Thomas Andrew Zlaket (born May 30, 1941) is an American lawyer and jurist who served as a justice of the Arizona Supreme Court from 1992 to 2002 and as the chief justice of the court from 1997 to 2002.

== Education ==
Zlaket received his bachelor's degree from University of Notre Dame in 1962, his LL.B. from University of Arizona in 1965 and an LL.M. in Judicial Process from University of Virginia in 2002.

== Career ==
He was president of the Arizona State Bar in 1988 and 1989. For 27 years, Zlaket practiced law in Tucson for several firms, including with his brother, Eugene, for Zlaket & Zlaket. He was also a judge pro-tem at Pima County Superior Court.

Zlaket was widely praised for his struggle to make the court system accessible. He is regarded as the principal author or advocate of Rule 26.1 of the Arizona Rules of Civil Procedure (relating to prompt disclosure of information in civil actions).

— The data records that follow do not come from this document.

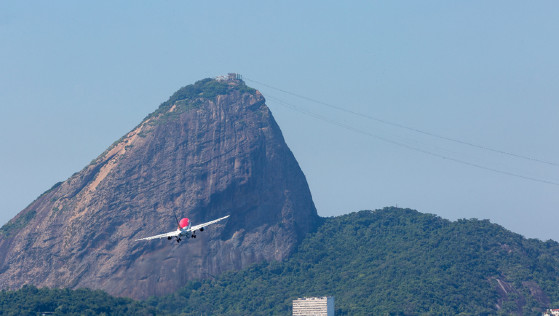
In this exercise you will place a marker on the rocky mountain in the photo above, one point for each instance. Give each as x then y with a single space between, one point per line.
212 149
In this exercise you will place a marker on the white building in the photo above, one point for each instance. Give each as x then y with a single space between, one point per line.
314 306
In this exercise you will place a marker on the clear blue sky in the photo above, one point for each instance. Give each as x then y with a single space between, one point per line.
75 76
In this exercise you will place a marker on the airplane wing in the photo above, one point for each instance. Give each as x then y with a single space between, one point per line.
169 234
196 227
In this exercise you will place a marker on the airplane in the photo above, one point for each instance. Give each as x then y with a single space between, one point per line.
184 229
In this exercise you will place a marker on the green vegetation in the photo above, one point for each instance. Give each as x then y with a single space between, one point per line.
386 262
391 261
18 223
191 95
32 301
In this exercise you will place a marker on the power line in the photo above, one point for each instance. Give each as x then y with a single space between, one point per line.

Rule 26.1 of the Arizona Rules of Civil Procedure and similar rules requiring disclosure have been criticized as making civil litigation more burdensome and complex in that they frontload the expense of litigation and make it less likely that the parties will agree to an early settlement of the case.

After leaving the bench, Zlaket returned to private practice and later served as an Adjunct Assistant Professor at the University of Arizona. As of 2018 he is no longer a professor at the university.